金使完顏阿古岱來乞糧,將行,金主諭之曰:“宋人負朕深矣。朕自即位以來,戒飭邊將,無犯南界,邊臣有請征討者,未嘗不切責之。向得宋一州,隨即付與。近淮陰為歸,彼多以金幣為贖,朕若受財,是貨之也,付之全城,秋毫無犯。清口臨陳,生獲數千人,悉資遣之。今乘我疲敝,據我壽州,誘我鄧州,又攻我唐州,彼為謀亦淺矣。蒙古滅國四十,以及西夏;夏亡,及于我;我亡,必及于宋。唇亡齒寒,自然之理。若與我連和,所以為我者,亦為彼也。卿其以此意曉之。”阿古岱至宋,宋不許。
庚戌,金主以重九拜天于節度使廳,群臣陪從成禮。金主面諭之曰:“國家自開創,涵養汝等百有馀年,汝等或以先世立功,或以勞效起身,披堅執銳,積有年矣。今當厄運,與朕同患,可謂忠矣。比聞北兵將至,正汝等立功報國之秋,縱死王事,不失為忠孝之鬼。往者汝等立功,常慮不為朝廷所知;今日臨敵,朕親見之矣。汝等勉之。”因賜卮酒。酒未竟,邏騎馳報敵兵數百突至城下,將士踴躍,咸請一戰,金主許之。是日,分防守四面及子城眾出戰,蒙古兵潰奔。塔齊爾以數百騎復駐城東,金主遣兵接戰,又敗之。自是蒙古不復薄城,分筑長壘圍之。

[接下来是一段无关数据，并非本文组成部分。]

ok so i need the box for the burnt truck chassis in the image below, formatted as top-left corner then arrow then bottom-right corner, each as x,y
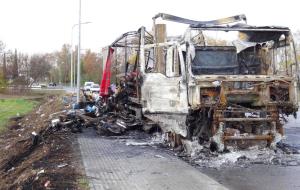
108,13 -> 299,151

冬,十月,孟珙、江海帥師二萬,運米三十萬石,赴蒙古之約。塔齊爾大喜,益修攻具,斫木之聲,聞于城中,城中益恐,往往竊議出降。完顏仲德日以國家恩澤、君臣分義撫循其民,且營畫御備,未嘗入私室。軍民感奮,始有固志。
金裁冗員,汰冗軍,及定官吏、軍兵月俸。辛巳,縱饑民老稚贏疾者出城,既而出城者多言城中虛實,復禁之。
甲申,金徐州節度副使郭恩,約原州叛將麻琮襲破徐州。州中將士以蔡州被圍,朝命阻絕,逼于蒙古兵,議出降,行省薩布不從,恐被執,投河,軍士援出之,薩布自縊死。麻琮以州降于蒙古。
金人自被圍,懼食不給,妖人烏庫哩先生,自言能使軍士服食可不費糧,議者欲援田單假神師故事以駭敵人,金主頗然之,參知政事張天綱力辨以為不可,遂止。員外郎王鶚發其從前奸惡,金主曰:“朕幾為妖人所誑。”遂殺之。
丙戌,以史彌遠為太師、左丞相,鄭清之為右丞相,并兼樞密使,加食邑千戶,薛極為樞密使,喬行簡、陳貴誼參知政事。帝諭貴誼曰:“頃聞憂國之言,朕所不忘。”